Are you implying that anyone with a 9700 PRO/ 9800 PRO can't enjoy any game out there unless they own a 6800 GT? Selective reading and understand aren't two things that go into preparing anything close to a good argument. I definitely enjoyed everything including doom 3 with my 9700 PRO and apparently, Drinky Crow agrees. Last I heard your defective 9800 PRO doesn't speak for everyone with a 9700/9800 PRO.


ArcadeStickMonk said:
And in March, if somebody makes a "Gotta 6800GT for $250!" thread, aren't you going to come in there with "Idiot, you could have gotten a better card in only two months!"
That all depends on where you want to be on the PC graphics spectrum and quite frankly I don't remember forcing it down anyone's throat that they have to be on the ultra enthusiast side.

In addition, the whole damn point of buying a 400+ video card now is to be on the elitist side of PC graphics. Why pay for it now when in about 3 to 4 months you can just wait and get the next best thing from launch so you can be a gritty pc graphics school girl whore for a longer period of time?

Playing everything at a 60+ frame rate at everything max and a nose bleeding high resolution is not for everyone. Some people do just want a moderate solution to last them as long as possible to play moderately. Then I say wait some more time with their 9700/9800 PROs and get a 6800 GT for 250 in March. It will serve them better then a 600GT/X700 PRO and last them longer too. (As if I haven't driven this point any deeper, 9700/9800 PROs are far from obsolete. ) I'd say "good job great investment!" Or perhaps I'd point to them and call them an idiot; then again I'm not as friendly (jaded) as you.
 
While I don't have a 6800GT, I just received my new laptop with a 6800go built in (and a 3.6 GHz P4 Prescott). If you OC it, the performance approaches the GT...but it's not quite there. Regardless, I'm shocked at how much faster it is than my 9700 Pro.

I just started up HL2 on the laptop and decided to get crazy and run it at 1680x1050 (the native LCD resolution). I also used 8x AF and 4x AA. The results? GREAT framerates all around! This things runs HL2 better at those settings than my 9700 Pro does at 1024x768 with no AA and only 4x AF (and I already thought it ran just fine).

Performance boost + better image quality == good

Isn't that one of the main reasons to purchase a new videocard?
 
Shompola said:
is 6800go a true 6800 or is it like one of those ati notebook chipsets with half of the pipelines disabled?

Mobility 9800 has all 8 pipelines functional and Mobility X800 has all 12 pipelines functional.. I agree that it was kind of stupid to name a 4 pipeline gpu Mobility 9700. It was also rather misleading.
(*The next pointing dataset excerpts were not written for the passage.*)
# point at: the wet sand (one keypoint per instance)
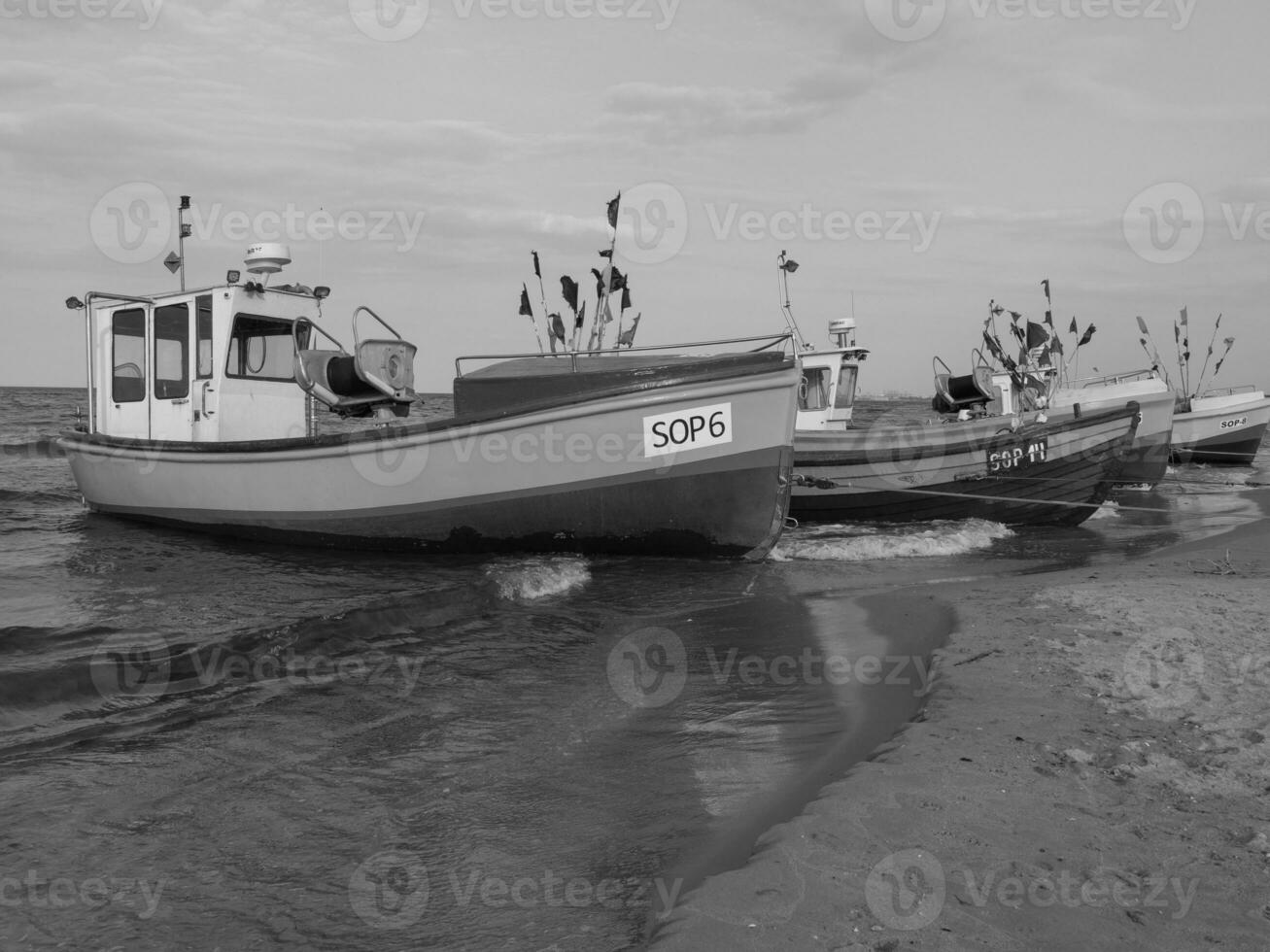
(1091, 772)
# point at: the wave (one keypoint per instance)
(864, 543)
(538, 576)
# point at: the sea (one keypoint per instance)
(212, 744)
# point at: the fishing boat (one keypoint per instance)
(1223, 426)
(980, 456)
(1013, 468)
(1042, 379)
(203, 415)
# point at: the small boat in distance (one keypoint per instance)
(202, 415)
(1223, 426)
(972, 460)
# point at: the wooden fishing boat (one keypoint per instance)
(1223, 426)
(202, 415)
(1014, 468)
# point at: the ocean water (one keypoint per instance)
(207, 744)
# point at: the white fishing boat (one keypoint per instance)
(1223, 426)
(203, 406)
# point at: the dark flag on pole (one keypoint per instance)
(569, 289)
(557, 331)
(628, 336)
(1037, 335)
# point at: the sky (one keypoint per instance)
(917, 157)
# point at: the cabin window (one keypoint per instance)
(846, 395)
(172, 352)
(128, 356)
(260, 348)
(203, 335)
(814, 391)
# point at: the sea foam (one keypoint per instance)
(863, 543)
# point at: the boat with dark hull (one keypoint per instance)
(981, 455)
(202, 415)
(1025, 470)
(1223, 426)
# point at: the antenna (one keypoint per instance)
(183, 231)
(786, 265)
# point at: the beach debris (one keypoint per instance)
(1223, 567)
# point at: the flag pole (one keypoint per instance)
(786, 265)
(1213, 340)
(546, 318)
(602, 309)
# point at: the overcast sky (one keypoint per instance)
(925, 156)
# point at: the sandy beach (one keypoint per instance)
(1090, 773)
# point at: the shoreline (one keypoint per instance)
(1088, 773)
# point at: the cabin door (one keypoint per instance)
(172, 360)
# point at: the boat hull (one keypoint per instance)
(1147, 459)
(1225, 431)
(963, 470)
(579, 477)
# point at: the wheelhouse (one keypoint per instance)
(827, 392)
(232, 363)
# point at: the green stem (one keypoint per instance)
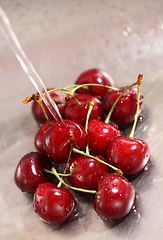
(138, 107)
(97, 159)
(91, 105)
(116, 101)
(45, 114)
(91, 85)
(67, 185)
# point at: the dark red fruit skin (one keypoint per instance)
(130, 155)
(76, 113)
(37, 110)
(29, 172)
(38, 140)
(97, 76)
(87, 172)
(115, 197)
(59, 138)
(99, 134)
(125, 110)
(53, 204)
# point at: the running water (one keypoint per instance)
(28, 68)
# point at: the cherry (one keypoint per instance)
(87, 172)
(38, 112)
(53, 204)
(99, 134)
(77, 111)
(38, 140)
(29, 172)
(125, 109)
(115, 197)
(97, 76)
(130, 155)
(60, 137)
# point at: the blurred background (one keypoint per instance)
(63, 39)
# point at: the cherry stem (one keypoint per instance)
(97, 159)
(91, 84)
(43, 109)
(53, 171)
(117, 100)
(91, 105)
(139, 82)
(76, 87)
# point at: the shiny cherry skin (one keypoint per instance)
(29, 172)
(97, 76)
(99, 134)
(38, 112)
(53, 204)
(38, 140)
(59, 138)
(115, 197)
(125, 110)
(78, 113)
(87, 172)
(130, 155)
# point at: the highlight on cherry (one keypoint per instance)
(86, 150)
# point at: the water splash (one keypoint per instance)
(27, 66)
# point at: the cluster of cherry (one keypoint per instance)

But then, chip naming is a misleading marketing gimmick for all companies these days.
 
Unfortunately, my 128MB ATI 9800 Pro (stock) started giving me corrupt screen output, so I had to find a replacement. I got the XFX 6600GT (the only one at the time with the AGP bridge chip), and it's an entirely suitable replacement that gives me (supposedly) slightly better framerates for slightly less cash (paid $225).

There's no point to my post but to make a recommendation for a dead 9800 Pro. Had it not given up the ghost, it probably would have stayed in my rig for at least another year or so.